Since the recession, the study found, timeouts or “off-ramping” from a career for childcare or other reasons have become increasingly unaffordable to women whose income has become increasingly important to family budgets. Getting back into the workforce after a timeout has become even more difficult. 73% percent of women trying to return to the workforce after a voluntary timeout for childcare or other reasons have trouble finding a job. Those who do return lose 16 percent of their earning power and over a quarter report a decrease in their management responsibilities and 22 percent had to step down to a lower job title. And many women can’t sustain the increased hours at most jobs today when saddled with an uneven share of family childcare and household responsibilities. Unless companies facilitate off-ramping and on-ramping more effectively, women’s earning power and promotion opportunities will never measure up to the linear, lock-step progression of male careers.
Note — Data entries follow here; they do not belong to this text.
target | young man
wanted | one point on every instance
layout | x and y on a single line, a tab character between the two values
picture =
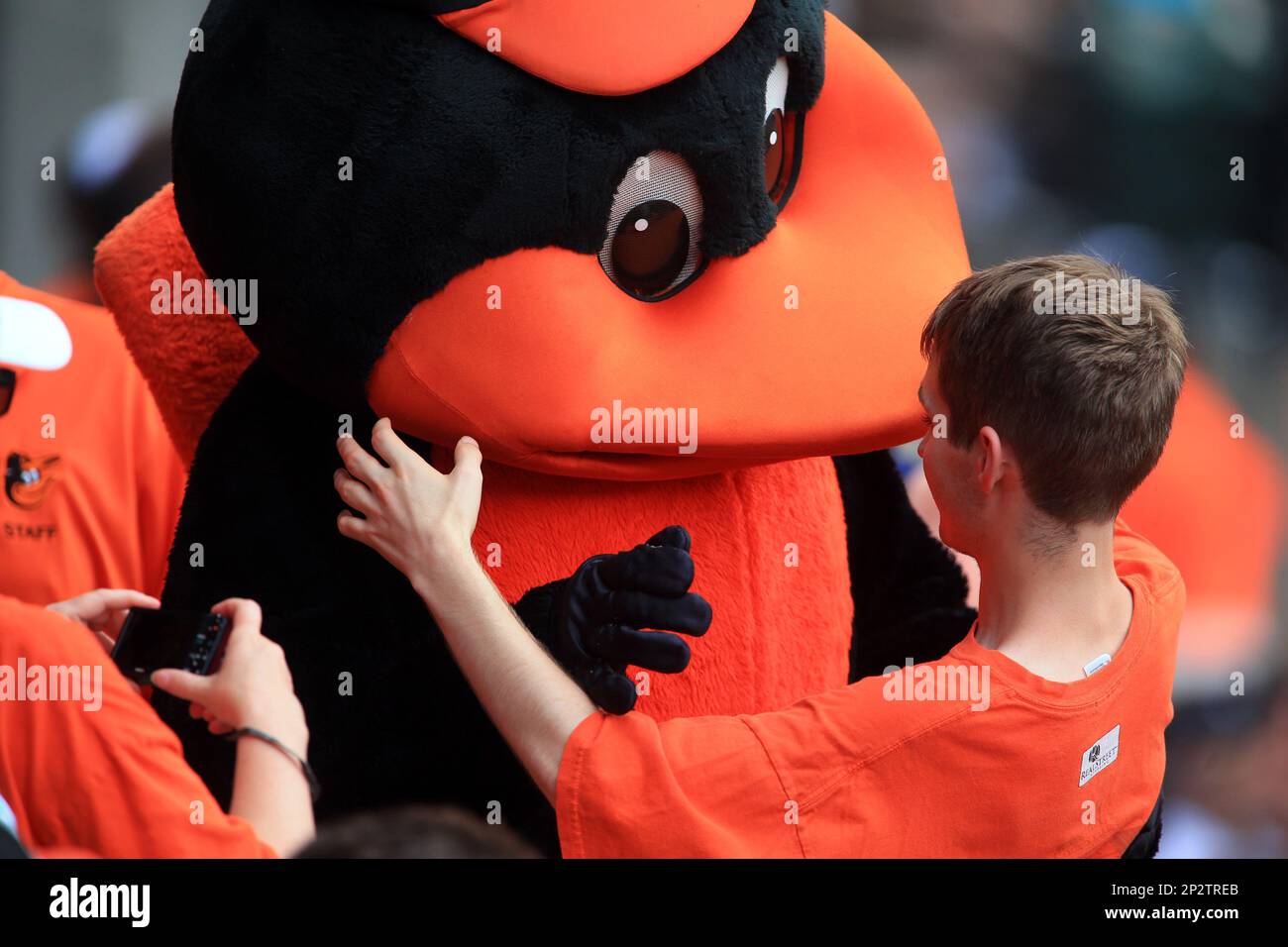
86	767
91	482
1048	397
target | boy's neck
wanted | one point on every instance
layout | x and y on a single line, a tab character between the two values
1054	609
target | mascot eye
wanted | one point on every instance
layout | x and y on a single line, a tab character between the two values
655	228
780	137
774	151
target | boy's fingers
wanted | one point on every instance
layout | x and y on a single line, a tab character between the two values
468	458
355	492
353	527
357	462
183	684
115	599
244	615
389	446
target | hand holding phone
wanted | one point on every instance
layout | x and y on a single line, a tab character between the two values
155	638
252	685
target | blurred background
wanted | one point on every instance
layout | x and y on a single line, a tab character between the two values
1119	142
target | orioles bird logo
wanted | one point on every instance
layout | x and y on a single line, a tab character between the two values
27	480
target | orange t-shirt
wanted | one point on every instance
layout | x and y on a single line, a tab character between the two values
93	483
877	770
112	780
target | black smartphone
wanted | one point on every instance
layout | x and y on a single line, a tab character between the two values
155	638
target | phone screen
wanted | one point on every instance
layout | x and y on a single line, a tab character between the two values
163	638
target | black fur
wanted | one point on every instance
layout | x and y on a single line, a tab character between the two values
262	505
909	590
458	158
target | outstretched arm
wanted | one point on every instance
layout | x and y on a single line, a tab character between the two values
421	522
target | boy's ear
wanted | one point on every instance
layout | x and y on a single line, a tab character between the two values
990	462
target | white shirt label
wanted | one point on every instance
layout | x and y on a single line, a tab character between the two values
1099	755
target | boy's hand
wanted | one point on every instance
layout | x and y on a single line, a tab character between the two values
415	517
592	621
103	611
252	688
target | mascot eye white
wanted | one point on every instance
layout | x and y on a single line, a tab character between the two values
483	270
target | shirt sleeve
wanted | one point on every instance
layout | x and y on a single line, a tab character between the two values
692	788
160	478
101	772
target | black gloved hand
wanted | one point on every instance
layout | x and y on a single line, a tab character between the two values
592	622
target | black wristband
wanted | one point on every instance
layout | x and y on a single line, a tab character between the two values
314	787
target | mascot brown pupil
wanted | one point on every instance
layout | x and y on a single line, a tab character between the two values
649	248
774	151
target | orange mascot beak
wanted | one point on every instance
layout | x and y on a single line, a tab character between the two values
805	346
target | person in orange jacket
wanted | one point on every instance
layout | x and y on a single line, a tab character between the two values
1041	733
88	768
91	482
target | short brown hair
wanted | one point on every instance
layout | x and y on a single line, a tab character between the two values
1081	389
And over the long term, companies will lose out on the valuable contributions of women, who represent 58% of the highly credentialed talent pool.
“As women experience difficulty getting back on the career track, confidence and ambition stall, and many women end up downsizing their dreams,” says Hewlett. “Five years after the original study, this research continues to have profound implications: off-ramps and on-ramps are here to stay and employers should sit up and pay attention—or suffer the consequences of sidelining and side-swiping 58 percent of the highly credentialed talent pool.”